Killing It
It was by a lucky chance that I discovered Killing Season (2021), by Peter Canning, in the new books stack at the Public Library. I had been on the lookout for reference material dealing with the subject of my art (homelessness), its causes, and circumstances. Peter Canning is a career Paramedic. Nearing retirement age, he still works as a Paramedic, because it is his passion -and his experience is profound.
His other passion is writing and speaking about his first passion. Passion is not an exaggeration. He can't help himself, he cares deeply about the emergency victims he rescues. He knew some of them way back when. They are people in his own community who slipped through the cracks. I have to quote the following dialog. It reveals the human being that non-emergency persons never meet:
"Besides substance abuse," I ask, "do you have any other medical problems?"
"I broke my back cheerleading," she says.
I remember her now in her red uniform, the scared look in her eyes as everyone gathered around her where she had fallen.

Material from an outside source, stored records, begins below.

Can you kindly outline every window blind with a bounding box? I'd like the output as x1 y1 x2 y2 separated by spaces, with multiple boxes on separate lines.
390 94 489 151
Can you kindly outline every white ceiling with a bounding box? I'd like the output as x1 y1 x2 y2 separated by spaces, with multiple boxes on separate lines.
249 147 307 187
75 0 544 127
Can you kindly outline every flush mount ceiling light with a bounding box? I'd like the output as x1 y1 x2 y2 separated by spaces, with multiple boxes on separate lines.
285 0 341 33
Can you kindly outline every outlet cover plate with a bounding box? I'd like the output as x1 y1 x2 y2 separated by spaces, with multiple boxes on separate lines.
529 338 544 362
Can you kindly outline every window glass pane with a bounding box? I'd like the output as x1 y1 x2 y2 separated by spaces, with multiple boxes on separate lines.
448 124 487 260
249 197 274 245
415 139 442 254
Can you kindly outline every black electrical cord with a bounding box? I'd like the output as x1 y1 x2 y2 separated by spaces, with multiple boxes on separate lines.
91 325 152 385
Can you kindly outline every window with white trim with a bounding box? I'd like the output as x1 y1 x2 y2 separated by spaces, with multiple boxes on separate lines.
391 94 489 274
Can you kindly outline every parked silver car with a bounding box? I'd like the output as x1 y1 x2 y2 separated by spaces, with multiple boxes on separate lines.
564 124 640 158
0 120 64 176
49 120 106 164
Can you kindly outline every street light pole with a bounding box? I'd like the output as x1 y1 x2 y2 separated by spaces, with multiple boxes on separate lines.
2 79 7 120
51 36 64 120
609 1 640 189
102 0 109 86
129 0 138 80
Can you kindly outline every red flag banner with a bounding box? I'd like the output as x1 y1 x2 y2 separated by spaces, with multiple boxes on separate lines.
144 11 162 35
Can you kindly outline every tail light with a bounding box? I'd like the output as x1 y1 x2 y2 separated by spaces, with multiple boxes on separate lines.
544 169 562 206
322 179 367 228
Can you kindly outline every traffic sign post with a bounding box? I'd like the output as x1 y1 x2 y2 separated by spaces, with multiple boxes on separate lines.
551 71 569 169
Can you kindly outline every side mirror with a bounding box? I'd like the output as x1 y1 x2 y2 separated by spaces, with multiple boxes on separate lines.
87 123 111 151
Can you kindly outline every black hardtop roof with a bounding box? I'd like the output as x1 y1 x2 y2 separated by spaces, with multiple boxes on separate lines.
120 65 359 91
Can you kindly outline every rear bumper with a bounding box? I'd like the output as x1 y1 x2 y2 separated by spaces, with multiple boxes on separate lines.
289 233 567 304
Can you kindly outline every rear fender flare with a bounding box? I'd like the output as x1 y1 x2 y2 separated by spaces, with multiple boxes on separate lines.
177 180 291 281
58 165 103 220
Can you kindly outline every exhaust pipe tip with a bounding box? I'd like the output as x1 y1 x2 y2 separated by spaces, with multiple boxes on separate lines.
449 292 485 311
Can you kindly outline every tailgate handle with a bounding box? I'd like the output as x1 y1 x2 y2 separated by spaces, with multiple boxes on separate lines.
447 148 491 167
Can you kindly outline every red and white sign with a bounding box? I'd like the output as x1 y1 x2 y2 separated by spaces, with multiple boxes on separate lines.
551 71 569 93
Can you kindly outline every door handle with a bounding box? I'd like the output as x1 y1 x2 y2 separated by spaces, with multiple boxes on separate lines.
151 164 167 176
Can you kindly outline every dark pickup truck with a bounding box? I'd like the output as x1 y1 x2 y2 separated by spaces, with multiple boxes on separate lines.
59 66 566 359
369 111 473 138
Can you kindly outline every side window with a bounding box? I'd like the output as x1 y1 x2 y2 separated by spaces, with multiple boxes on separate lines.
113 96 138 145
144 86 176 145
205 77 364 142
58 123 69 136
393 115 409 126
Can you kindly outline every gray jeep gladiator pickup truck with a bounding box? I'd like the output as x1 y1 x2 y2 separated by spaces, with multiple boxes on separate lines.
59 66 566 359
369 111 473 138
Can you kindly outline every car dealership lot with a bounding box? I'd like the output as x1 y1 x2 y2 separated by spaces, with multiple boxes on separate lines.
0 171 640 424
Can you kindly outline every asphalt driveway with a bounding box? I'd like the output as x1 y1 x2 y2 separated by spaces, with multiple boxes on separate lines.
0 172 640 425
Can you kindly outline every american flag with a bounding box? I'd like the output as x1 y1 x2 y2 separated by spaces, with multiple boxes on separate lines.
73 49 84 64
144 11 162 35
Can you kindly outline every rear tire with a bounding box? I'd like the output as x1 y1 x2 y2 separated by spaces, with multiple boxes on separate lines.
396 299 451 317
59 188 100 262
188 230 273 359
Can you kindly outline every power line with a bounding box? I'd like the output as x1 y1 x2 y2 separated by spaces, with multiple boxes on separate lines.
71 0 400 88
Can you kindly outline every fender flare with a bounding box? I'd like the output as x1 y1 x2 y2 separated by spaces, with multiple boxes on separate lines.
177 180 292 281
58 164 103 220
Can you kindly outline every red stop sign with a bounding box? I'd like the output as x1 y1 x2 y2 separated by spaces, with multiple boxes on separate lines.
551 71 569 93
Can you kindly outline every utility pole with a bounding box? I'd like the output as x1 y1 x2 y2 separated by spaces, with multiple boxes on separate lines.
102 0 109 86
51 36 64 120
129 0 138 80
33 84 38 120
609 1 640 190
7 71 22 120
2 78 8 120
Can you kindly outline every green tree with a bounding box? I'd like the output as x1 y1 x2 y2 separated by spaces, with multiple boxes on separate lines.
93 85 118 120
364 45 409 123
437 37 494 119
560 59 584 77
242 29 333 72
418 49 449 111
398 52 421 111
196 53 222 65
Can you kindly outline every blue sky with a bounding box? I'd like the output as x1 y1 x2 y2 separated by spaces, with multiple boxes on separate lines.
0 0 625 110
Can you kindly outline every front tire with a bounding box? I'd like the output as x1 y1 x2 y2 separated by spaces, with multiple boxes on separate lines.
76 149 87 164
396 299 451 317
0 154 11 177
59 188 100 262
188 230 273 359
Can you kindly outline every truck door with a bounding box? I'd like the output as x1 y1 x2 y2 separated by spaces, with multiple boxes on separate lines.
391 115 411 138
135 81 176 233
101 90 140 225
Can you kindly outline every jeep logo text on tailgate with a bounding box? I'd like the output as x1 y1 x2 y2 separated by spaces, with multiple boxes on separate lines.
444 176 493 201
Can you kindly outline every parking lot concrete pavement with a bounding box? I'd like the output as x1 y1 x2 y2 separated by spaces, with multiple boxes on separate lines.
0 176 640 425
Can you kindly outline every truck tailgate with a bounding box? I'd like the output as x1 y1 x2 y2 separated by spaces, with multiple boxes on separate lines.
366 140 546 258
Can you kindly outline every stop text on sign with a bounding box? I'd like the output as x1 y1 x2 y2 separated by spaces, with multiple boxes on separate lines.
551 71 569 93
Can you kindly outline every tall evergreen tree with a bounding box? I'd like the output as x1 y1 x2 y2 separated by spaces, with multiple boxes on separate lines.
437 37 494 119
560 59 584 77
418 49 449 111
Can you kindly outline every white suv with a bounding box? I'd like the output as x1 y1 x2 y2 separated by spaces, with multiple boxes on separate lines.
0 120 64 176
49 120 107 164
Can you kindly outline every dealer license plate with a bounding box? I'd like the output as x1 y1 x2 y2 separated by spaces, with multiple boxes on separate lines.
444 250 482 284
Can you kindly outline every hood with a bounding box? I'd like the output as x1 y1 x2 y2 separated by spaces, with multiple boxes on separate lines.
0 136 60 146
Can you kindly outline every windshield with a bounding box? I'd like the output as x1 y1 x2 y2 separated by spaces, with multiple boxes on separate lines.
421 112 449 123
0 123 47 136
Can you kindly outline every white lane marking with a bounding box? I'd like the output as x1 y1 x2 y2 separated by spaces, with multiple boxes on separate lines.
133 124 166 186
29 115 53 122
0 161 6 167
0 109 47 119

"They dropped you?" She nods. I mentioned the name of the town.
"That was me," she says.
Years ago we put a cervical collar on her neck and lifted her carefully on a backboard. We drove slowly to the hospital, taking care not to hit the potholes.
"Do you mind if I ask how you ended up like this?"
"I had surgery and had to miss a lot of school," she says. "Life wasn't great. I was on Percocets for a year, and then my doctor told me I didn't need them anymore. I did."
She tells me she bought pills from a high school classmate to fight off the sickness of withdrawal. When she had trouble affording the pills, the same guy introduced her to heroin.
The writer tells of encountering many such tales of woe, of pain killers prescribed after an injury, termination of the prescription, but not before experiencing the power of Opioids to not just kill the pain, but make everything right that had never been right before and, finally, get hooked on Heroin. The victims Peter Canning describes likely touched you and your life at some point. Or will. They are the people around us.
I found Peter Canning's plea that we see derelicts on the street, who are incidentally drug addicts, or whatever problem it is they cannot control, as victims, not as a social problem, as validation of my own inclinations. The horror of vagrancy is not the unpleasantness of living rough, but the fateful mishap that started the downward spiral. If only we knew their whole story.